Invasive Species Affects Our Fisheries
You Can Be Part Of The Solution!
- Check your gear and boat for plants, mud, and other organisms, and remove.
- Clean your gear with clean fresh water.
- Thoroughly dry your gear.
- Never transport plants, animals, sediment or bait fish among bodies of water.
- Educate yourself and find out what invasive species are in your area and inform others.
- Take the Clean Angling Pledge (Click Here)
Learn More About Invasive Species
New Zealand Mud Snail
The Mud Snail is a tiny snail native to New Zealand and discovered in the United States in the Snake River, Idaho in the 1980's. They have since spread to other rivers throughout the western USA. These snails have a wide range of habitat tolerances: rivers, reservoirs, lakes, and estuaries. Mud snails have no known predators or parasites in the USA.
Mud snails can rapidly reach densities greater than 100,000/m² in suitable habitat. Their invasion has generated concern about the effects it may have on native species, fisheries, and aquatic ecosystems. The spread of mud snails into new systems is considered to be primarily human caused.

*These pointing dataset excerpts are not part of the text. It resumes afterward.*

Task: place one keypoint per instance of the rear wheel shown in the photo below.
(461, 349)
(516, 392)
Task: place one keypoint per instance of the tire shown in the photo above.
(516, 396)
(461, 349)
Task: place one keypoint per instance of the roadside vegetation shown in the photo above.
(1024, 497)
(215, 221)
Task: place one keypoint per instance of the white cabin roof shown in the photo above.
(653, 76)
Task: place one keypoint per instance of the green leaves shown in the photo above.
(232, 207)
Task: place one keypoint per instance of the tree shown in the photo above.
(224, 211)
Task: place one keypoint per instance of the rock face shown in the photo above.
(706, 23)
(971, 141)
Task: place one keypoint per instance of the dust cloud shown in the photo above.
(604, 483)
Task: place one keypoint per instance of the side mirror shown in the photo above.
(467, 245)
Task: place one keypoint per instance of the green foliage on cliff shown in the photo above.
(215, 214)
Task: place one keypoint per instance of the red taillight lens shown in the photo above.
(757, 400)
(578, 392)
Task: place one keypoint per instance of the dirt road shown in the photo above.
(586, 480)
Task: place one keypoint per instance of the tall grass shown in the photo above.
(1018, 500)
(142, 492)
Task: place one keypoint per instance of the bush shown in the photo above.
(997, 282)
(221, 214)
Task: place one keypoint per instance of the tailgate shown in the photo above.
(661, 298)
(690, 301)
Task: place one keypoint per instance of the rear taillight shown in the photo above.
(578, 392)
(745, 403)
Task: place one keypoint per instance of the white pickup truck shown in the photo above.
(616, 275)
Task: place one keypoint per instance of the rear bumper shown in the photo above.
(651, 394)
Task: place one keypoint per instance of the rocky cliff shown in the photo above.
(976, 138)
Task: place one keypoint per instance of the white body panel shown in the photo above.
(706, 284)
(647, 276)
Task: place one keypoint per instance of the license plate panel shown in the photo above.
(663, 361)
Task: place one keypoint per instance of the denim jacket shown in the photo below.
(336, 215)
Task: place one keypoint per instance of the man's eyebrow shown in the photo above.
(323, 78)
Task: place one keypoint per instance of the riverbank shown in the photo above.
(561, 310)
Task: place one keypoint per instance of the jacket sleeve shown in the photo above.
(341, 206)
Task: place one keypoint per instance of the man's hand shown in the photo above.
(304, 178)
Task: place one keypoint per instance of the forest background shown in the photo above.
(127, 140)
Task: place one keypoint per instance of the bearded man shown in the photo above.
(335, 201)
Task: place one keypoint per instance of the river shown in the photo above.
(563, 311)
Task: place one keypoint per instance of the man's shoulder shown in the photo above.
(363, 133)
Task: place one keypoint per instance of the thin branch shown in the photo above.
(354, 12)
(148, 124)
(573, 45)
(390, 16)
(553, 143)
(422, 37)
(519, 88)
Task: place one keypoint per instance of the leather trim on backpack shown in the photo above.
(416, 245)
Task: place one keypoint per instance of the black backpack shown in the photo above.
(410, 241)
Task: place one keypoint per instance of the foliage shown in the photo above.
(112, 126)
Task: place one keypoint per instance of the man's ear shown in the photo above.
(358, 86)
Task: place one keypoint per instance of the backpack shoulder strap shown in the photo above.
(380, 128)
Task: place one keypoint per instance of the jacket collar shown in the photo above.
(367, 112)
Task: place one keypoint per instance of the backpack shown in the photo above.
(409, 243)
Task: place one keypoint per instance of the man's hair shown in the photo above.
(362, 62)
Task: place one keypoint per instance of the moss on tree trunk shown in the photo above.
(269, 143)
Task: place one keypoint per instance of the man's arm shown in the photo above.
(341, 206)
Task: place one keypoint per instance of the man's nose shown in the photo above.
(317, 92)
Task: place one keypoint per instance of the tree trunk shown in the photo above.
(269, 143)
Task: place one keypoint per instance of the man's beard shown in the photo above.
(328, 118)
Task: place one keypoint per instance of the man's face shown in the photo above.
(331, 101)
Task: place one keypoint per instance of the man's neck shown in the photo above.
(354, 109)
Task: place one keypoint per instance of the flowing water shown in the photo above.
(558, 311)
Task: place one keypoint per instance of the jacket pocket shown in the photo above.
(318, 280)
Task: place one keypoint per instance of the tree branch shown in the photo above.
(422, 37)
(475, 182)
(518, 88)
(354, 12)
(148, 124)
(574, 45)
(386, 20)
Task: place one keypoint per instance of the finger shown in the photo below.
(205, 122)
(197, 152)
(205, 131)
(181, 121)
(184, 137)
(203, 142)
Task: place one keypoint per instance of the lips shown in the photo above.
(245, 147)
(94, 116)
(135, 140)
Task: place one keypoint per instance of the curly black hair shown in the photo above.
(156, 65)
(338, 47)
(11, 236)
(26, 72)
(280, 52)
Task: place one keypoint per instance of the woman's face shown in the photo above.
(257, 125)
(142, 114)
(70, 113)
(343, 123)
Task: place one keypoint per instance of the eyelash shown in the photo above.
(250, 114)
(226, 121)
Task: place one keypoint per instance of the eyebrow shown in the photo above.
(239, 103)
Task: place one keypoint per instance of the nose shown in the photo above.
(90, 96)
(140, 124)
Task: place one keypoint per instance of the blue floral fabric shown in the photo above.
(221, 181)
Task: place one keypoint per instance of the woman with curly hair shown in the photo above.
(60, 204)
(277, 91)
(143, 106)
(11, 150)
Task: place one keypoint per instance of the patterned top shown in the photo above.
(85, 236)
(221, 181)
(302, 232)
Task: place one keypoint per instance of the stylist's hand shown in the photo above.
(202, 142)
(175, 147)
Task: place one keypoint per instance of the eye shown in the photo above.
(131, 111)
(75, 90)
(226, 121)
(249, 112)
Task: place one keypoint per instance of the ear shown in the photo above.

How should I clean my gear? The best practices for all invasive species, including mud snails are to:
- Remove any plants,dirt or organisms from your gear before you leave the body of water
- Thoroughly rinse your gear with clean water
- Thoroughly dry your gear
- Brush your gear off after it has dried to remove any clinging snails, pay special attention to seams, boot tongue,laces and inserts
Click here for more information about the Didymo and to order a resource disk about this invasive species.
Anglers Against Weeds
Invasive weeds have spread across our country, damaging crops, and harming livestock and wildlife, out-competing valued native plants, and physically changing our natural environment. The economic and ecological impacts of invasive plants have been tremendous, and the problem is growing.
Since 1996, Anglers Against Weeds has been educating anglers and outdoor enthusiasts about invasive species and involving them in the fight to stop their spread. Participants learn how to recognize invasive weeds, what the impacts of those species can be, and how to actively participate in their management and control.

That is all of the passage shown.